Altice USA CEO Dexter Goei said the fourth largest cable operator in the country will take a hard look at programming costs, including replacing more expensive networks with cheaper channels if customers value them less.
Goei pointed to Suddenlink Communications, which Altice purchased in December for $9.1 billion. Suddenlink dropped the Viacom suite of channels almost two years ago, with “relatively minimal” subscriber impact on the company.
Suddenlink replaced many of the Viacom channels with less expensive fare like Comedy.TV and others.
Goei said what Altice USA is trying to do is “make sure we’re allocating capital appropriately relative to the customer experience and viewership of the channel.”
That includes evaluating and considering lower priced alternatives to some channels and paying high prices for those that are popular with viewers.
“Given that it’s such a large part of our cost structure and it continues to grow at a very rapid pace, where we think that there are alternatives for our customers, we will look at them or where we think there is great programming to be had and a price to be paid, we will do that for our customers.”
According to Altice, the U.S. cable businesses contributed about 31% of Altice’s total Q2 revenue and 41% of its total free cash flow. On an individual basis, the former Cablevision operations, now called Optimum, reported a revenue increase of 2% while improving basic video customer losses to 2,000 in the period. It was Optimum’s best video subscriber performance in four years.

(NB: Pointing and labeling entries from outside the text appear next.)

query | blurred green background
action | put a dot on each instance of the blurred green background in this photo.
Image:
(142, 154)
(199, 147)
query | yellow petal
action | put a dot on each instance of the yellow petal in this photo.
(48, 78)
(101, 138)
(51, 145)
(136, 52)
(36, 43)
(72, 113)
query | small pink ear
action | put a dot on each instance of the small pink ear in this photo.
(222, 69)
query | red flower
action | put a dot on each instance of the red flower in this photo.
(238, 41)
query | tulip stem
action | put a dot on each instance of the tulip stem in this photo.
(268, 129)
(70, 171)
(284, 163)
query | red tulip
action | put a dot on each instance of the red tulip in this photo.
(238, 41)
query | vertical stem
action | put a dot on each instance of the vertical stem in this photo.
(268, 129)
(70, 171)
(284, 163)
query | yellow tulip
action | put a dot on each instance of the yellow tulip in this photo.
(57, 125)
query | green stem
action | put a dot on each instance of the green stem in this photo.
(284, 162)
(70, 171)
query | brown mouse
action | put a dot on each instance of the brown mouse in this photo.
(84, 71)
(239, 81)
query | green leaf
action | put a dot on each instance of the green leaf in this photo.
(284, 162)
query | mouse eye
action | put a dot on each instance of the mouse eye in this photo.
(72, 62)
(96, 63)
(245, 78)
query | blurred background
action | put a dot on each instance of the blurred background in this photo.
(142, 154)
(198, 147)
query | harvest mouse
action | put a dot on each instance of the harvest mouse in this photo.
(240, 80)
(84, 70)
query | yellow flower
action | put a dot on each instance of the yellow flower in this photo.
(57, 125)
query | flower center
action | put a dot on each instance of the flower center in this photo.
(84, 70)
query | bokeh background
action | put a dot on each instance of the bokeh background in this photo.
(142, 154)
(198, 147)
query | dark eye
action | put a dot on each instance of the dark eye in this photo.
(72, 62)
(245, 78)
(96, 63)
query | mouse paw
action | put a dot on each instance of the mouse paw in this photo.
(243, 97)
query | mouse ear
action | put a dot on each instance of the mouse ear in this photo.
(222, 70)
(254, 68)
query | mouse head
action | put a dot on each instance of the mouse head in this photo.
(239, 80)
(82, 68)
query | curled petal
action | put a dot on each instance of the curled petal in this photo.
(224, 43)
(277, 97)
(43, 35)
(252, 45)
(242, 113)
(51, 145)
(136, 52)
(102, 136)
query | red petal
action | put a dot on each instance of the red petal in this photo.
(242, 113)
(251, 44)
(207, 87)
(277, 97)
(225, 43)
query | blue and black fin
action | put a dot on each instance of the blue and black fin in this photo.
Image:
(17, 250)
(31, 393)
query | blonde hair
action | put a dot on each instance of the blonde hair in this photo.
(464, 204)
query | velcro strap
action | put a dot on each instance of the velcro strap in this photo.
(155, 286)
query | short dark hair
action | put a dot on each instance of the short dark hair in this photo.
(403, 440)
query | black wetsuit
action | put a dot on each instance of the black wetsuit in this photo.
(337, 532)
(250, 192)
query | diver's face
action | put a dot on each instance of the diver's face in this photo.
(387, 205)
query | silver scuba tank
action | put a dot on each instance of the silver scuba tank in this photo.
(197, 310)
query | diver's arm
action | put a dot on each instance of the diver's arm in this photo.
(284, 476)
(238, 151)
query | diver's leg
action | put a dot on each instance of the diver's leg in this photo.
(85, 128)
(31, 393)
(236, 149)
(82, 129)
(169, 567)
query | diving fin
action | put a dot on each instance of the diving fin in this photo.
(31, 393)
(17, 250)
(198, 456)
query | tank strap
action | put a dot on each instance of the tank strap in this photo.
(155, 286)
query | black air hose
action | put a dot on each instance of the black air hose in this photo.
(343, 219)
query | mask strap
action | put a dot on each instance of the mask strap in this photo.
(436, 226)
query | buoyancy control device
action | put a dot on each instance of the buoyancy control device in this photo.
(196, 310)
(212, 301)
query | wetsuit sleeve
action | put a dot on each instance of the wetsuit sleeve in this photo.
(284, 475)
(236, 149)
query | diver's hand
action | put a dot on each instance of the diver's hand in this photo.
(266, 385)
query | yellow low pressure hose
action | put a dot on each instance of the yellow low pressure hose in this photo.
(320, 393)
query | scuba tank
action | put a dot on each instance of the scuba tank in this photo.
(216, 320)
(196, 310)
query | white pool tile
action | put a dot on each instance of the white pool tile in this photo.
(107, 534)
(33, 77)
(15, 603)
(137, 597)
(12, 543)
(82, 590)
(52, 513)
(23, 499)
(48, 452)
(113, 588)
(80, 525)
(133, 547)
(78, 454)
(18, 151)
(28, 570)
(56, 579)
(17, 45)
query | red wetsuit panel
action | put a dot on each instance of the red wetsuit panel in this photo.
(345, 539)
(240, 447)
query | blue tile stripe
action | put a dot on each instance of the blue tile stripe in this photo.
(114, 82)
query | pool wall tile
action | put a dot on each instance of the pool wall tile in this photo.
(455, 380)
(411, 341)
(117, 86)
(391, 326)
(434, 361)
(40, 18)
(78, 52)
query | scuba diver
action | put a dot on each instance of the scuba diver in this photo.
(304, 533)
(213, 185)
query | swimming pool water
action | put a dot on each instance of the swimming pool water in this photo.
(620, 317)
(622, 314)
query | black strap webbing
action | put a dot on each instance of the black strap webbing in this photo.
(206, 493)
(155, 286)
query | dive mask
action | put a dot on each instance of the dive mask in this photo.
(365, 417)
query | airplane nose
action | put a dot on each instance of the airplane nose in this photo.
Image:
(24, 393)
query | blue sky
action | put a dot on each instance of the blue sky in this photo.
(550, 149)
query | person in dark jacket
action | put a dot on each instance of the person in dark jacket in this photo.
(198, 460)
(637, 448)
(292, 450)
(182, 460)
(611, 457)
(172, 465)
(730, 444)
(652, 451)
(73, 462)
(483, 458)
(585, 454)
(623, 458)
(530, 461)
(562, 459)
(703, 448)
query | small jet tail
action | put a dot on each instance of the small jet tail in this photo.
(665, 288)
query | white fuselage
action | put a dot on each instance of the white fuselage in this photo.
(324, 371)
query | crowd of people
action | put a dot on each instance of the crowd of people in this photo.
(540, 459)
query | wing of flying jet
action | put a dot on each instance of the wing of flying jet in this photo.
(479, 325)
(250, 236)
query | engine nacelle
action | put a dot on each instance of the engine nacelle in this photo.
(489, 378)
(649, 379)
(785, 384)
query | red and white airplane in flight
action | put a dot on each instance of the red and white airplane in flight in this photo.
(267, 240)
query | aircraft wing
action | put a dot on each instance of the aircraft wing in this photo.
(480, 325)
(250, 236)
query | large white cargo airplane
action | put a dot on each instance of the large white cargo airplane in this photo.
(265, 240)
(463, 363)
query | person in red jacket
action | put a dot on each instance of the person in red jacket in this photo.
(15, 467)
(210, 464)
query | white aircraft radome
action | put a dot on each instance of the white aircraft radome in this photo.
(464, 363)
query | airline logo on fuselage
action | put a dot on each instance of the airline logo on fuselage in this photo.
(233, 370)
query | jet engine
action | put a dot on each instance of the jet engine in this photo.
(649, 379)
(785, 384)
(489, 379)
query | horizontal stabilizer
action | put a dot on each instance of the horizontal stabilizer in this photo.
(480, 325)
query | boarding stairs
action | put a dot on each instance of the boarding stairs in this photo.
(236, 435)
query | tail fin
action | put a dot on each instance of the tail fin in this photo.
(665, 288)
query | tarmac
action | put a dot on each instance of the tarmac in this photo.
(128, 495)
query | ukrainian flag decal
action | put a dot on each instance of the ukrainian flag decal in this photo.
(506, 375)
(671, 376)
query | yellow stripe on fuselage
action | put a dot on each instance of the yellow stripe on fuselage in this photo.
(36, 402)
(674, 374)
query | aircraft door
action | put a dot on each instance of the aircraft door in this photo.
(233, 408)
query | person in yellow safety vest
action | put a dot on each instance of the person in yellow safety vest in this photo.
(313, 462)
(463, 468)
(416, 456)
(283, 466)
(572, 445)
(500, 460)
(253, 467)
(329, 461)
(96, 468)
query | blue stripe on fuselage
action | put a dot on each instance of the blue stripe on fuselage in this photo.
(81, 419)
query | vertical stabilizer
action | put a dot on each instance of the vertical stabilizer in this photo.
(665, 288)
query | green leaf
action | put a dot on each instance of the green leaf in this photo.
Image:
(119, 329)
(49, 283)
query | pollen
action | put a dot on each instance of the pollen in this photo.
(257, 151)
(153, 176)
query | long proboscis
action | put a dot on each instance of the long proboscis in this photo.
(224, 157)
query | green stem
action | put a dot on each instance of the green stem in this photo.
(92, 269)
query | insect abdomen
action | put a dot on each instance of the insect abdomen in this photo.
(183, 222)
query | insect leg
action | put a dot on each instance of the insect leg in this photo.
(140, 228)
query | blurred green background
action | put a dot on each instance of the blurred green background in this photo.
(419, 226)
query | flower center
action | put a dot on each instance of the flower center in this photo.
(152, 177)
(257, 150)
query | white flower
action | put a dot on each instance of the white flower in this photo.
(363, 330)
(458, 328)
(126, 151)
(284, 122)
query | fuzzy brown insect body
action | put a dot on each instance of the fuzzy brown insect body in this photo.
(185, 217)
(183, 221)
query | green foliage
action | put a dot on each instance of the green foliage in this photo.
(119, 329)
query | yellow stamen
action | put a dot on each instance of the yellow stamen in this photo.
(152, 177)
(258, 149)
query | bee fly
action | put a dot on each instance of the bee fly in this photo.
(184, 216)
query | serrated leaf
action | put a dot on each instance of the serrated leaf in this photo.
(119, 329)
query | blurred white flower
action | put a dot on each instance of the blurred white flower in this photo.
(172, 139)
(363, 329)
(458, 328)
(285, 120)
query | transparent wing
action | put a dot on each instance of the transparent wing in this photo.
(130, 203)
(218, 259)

On a conference call with analysts, Goei said that the seven-week long Verizon strike (Cablevision has the highest exposure to Verizon than any other operator) played a role, even without the work stoppage “it would have been a terrific quarter.”
At Suddenlink, revenue was up 5.7% and video losses improved to 23,000 in the period.
While it keeps its eye on programming costs, Altice said it is also saving money on salaries.
Goei said that about 120 former Cablevision workers submitted their resignations after its deal to purchase the company closed in June, including between 40 and 50 people in senior positions and the 10 most highly compensated executives. Losing those executives – which include members of the once-ruling Dolan family – will save the company about $50 million to $100 million on an annualized basis, Goei said.
That could help Altice’s plans to shed $900 million in costs from the company in the next four to five years. Altice founder Patrick Drahi has said in the past that he believed U.S. media executive were paid too much, while Goei noted that about 300 Cablevision executives were paid in excess of $300,000 per year.